Under a “transcoder-aware” training regime, these would be the first things I would check for.
Also, you may be interested in Jacob’s comment here for some details on when we tried to co-train SAEs and transcoders to have sparse connections to one another. This is a very different question, of course, but it provides some preliminary evidence that the fidelity-interpretability tradeoff persists across more elaborate training settings.
Possibly. But there is no optimization pressure from pre-training on the relationship between MLPs and transcoders. The MLPs are the thing that pre-training optimizes (as the “full-precision” master model), while transcoders only need to be maintained to remain in sync with the MLPs, whatever they are (according to the same local objective as before, which doesn’t care at all about token prediction). The search is for MLPs such that their transcoders are good predictors, not directly for transcoders that are good predictors.
Unclear given the extreme quantization results, where similarly post-training replacement would degrade model performance a lot, yet quantization-aware pre-training somehow doesn’t.
This seems to be the main technical hurdle to do the experiment, updating transcoders both efficiently and correctly, as underlying MLPs gradually change. (I’m guessing some discontinuous jumps in choice of transcoders might be OK.)
I see. I was in fact misunderstanding this detail in your training setup.

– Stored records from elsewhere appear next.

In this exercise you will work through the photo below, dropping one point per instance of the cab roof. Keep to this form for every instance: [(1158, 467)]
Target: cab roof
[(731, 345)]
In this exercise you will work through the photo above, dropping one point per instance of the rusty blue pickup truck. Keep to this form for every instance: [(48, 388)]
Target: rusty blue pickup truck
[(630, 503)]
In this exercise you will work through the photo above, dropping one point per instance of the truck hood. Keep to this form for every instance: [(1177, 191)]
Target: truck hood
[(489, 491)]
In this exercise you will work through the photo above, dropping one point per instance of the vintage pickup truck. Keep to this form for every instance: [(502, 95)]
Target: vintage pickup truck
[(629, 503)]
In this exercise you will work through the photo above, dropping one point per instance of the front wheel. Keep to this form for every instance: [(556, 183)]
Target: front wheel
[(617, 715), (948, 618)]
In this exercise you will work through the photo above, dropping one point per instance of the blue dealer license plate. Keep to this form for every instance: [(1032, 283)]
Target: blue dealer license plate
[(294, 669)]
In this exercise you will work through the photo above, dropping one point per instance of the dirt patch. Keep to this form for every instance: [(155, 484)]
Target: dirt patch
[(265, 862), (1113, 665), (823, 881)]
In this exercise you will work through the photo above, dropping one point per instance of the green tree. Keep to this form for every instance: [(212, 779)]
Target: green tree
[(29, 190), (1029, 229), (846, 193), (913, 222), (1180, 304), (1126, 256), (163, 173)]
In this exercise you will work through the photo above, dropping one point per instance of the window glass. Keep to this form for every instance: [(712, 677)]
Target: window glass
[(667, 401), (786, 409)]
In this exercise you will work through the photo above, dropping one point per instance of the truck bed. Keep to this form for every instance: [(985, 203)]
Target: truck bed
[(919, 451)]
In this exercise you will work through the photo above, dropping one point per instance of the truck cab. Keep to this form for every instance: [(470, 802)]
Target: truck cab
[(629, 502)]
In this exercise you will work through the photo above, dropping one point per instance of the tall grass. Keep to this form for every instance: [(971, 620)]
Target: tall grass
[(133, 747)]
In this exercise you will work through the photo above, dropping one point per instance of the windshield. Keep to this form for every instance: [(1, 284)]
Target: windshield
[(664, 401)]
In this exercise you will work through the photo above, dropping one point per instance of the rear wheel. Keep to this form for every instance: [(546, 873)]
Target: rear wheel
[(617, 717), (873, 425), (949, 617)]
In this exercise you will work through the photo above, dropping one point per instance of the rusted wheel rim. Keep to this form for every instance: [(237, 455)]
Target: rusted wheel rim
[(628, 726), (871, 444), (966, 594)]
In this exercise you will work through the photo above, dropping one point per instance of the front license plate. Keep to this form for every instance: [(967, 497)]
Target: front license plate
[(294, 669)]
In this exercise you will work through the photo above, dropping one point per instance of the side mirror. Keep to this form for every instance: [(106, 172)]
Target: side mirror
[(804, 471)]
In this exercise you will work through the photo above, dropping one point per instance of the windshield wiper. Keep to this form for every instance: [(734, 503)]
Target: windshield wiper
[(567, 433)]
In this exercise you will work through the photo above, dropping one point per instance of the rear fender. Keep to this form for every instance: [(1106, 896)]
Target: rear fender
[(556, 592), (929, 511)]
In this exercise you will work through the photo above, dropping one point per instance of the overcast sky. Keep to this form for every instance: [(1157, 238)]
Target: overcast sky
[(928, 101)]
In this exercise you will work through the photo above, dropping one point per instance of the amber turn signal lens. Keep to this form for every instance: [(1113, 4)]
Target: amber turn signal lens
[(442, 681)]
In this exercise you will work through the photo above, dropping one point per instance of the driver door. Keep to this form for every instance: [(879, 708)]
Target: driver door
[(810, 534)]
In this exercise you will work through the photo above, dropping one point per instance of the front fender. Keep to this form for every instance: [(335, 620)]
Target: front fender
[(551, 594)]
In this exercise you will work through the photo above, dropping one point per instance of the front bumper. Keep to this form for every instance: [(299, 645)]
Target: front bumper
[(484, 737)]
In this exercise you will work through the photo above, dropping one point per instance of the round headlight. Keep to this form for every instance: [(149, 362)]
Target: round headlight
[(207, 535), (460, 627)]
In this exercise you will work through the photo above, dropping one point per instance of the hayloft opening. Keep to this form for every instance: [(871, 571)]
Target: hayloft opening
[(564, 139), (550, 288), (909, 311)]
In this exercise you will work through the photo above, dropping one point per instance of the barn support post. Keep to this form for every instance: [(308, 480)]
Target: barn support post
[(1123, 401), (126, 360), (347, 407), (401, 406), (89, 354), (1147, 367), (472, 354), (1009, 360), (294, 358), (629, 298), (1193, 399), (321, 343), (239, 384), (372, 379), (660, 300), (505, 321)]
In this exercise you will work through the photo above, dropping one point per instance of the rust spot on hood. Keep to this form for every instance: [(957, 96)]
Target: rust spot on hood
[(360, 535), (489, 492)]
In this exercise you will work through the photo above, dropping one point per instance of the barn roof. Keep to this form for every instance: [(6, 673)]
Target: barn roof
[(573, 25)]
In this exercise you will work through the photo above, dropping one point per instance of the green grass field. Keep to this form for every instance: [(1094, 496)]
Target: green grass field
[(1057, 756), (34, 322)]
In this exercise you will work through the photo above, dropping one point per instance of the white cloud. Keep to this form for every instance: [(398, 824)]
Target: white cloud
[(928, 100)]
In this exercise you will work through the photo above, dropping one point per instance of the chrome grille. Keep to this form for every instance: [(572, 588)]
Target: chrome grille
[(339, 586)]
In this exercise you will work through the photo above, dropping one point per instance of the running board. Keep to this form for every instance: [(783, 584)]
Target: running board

In this case, only engineering considerations really remain: these boil down to incorporating multiple transcoders simultaneously and modeling shifting MLP behavior with transcoders. These seem like tractable, although probably nontrivial and, because of the LLM pretraining objective, quite computationally expensive. If transcoders catch on, I hope to see someone with the compute budget for it run this experiment!
Hey Jacob + Philippe,
I took the liberty of making a clean installable version of your original codebase. Hope you don’t mind, and happy to make any changes that you request! https://github.com/dtch1997/transcoders-slim
Question about the “rules of the game” you present. Are you allowed to simply look at layer 0 transcoder features for the final 10 tokens—you could probably roughly estimate the input string from these features’ top activators. From you case study, it seems that you effectively look at layer 0 transcoder features for a few of the final tokens through a backwards search, but wonder if you can skip the search and simply look at transcoder features. Thank you.